Last Monday saw China’s policymakers trying to soothe its jittery markets. They promised to initiate deeper financial market reforms and emphasized that the economy was beginning to get back on its feet. After a four-day long weekend, stocks had resumed trading.
The wild gyrations in Chinese equity markets had led to the markets nose-diving 40% since mid-June. China’s securities regulator was looking to draw a line under the unfortunate situation by saying that more steps will be in place to ensure the market regains stability. Government officials stressed that the volatility was cooling down.
Late on Sunday, the China Securities Regulatory Commission said that in normal circumstances, the government would not intervene. However, severe and abnormal fluctuations in the markets would force the government to take decisive and timely measures.
The Commission said that it is considering putting in place a circuit breaker system for China’s stock indexes to stop trading in case of wild price moves.
The impact of the commission’s comments
After an initial bounce, the comments impact on stocks was fairly muted.
By lunchtime break, the Shanghai Composite Index gained 0.9% while the CS1300 index of the biggest stocks in Shenzhen and Shanghai was 0.3 % up.
Last week witnessed the investment community based in China in anxiety after the media reported that Li Yifei, the China chairperson of Man Group Plc, was in custody to assist with investigations into stock market volatility.
However, Li claimed that the reports were not correct, saying last week found her in industry meetings before going to a 5-6 day trip to meditate.
Policymakers and regulators in China are striving to convince the globe that their financial markets have regained normalcy, after the unpleasant swings in stocks accompanied by August surprise devaluation of the Yuan sparked jitters in markets all over the globe.
Zhou Xiochuan, China’s Central Bank Governor, made it known to financial leaders from the world’s twenty economic giants over the weekend that Chinese financial markets were finalizing their correction after a plunge in the first half of the year.
“ Currently, the renminbi to dollar exchange rate already tends toward stability, the stock market adjustment is already roughly in place and financial markets can be expected to be more stable,” said Zhou in a convergence of G20 financial leaders in Turkey.
Lou Jiwei, China’s finance minister, said that the central government spending would go up 10% this year. The initial expectation of growth at the beginning of 2015 was 7%.
Will the country’s economic growth be healthy?
Chinese regulators have encountered challenges in restoring stability in their markets due to a series of soft economic data, as fears of China’s hard landing grow.
The economy may experience the slowest expansion since 25 years ago, and if the country fails to play its cards well, it may miss the official 7% growth forecast.
However, analysts are confident that the risk has diminished due to the five interest rates reduction since last November and increased government spending.

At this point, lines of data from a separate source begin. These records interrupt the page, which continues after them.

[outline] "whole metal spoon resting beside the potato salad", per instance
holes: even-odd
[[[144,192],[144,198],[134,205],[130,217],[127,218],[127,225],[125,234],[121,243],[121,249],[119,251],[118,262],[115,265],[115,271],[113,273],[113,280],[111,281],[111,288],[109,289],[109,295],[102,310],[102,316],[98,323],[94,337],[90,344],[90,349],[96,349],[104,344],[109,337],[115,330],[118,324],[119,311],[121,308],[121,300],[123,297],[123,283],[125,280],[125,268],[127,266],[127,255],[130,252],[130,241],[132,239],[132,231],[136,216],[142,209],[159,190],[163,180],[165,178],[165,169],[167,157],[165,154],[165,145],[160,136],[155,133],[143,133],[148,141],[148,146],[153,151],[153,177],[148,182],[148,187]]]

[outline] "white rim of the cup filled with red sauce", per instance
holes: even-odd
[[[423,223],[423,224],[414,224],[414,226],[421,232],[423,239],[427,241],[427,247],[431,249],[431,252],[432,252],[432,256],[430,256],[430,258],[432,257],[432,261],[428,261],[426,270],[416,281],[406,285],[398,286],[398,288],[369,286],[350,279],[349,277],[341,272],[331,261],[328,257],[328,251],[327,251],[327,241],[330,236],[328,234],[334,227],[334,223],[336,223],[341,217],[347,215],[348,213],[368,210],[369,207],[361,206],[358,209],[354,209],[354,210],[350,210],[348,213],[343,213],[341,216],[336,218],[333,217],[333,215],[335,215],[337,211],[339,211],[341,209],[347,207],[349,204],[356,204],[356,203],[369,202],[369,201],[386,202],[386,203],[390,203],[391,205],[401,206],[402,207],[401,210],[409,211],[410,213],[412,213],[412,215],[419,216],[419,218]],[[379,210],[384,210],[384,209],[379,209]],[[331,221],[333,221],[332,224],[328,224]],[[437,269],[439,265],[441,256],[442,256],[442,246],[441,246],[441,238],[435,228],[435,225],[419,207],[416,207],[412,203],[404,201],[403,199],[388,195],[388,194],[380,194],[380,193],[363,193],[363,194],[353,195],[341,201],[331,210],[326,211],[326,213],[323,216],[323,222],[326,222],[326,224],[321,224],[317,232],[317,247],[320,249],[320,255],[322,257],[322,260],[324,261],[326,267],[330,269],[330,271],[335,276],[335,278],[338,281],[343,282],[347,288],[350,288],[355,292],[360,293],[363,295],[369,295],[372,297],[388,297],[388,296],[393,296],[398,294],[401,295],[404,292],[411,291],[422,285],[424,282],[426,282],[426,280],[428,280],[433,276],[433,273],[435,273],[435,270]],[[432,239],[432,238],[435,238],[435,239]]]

The head of research for Asia at ING Bank in Singapore, Tim Condon, said that considerable monetary policy stimulus would help the country realize its annual growth in the about 7% range. China’s top economic planning agency tried to support that view, stating on Monday that the country’s rail freight, power usage and property market have all demonstrated satisfying improvements since last month, showing the economy is stabilizing.
The National Development and Reform Commission was of the opinion that the economy is expected to continue improving steadily towards achieving the annual economic growth target.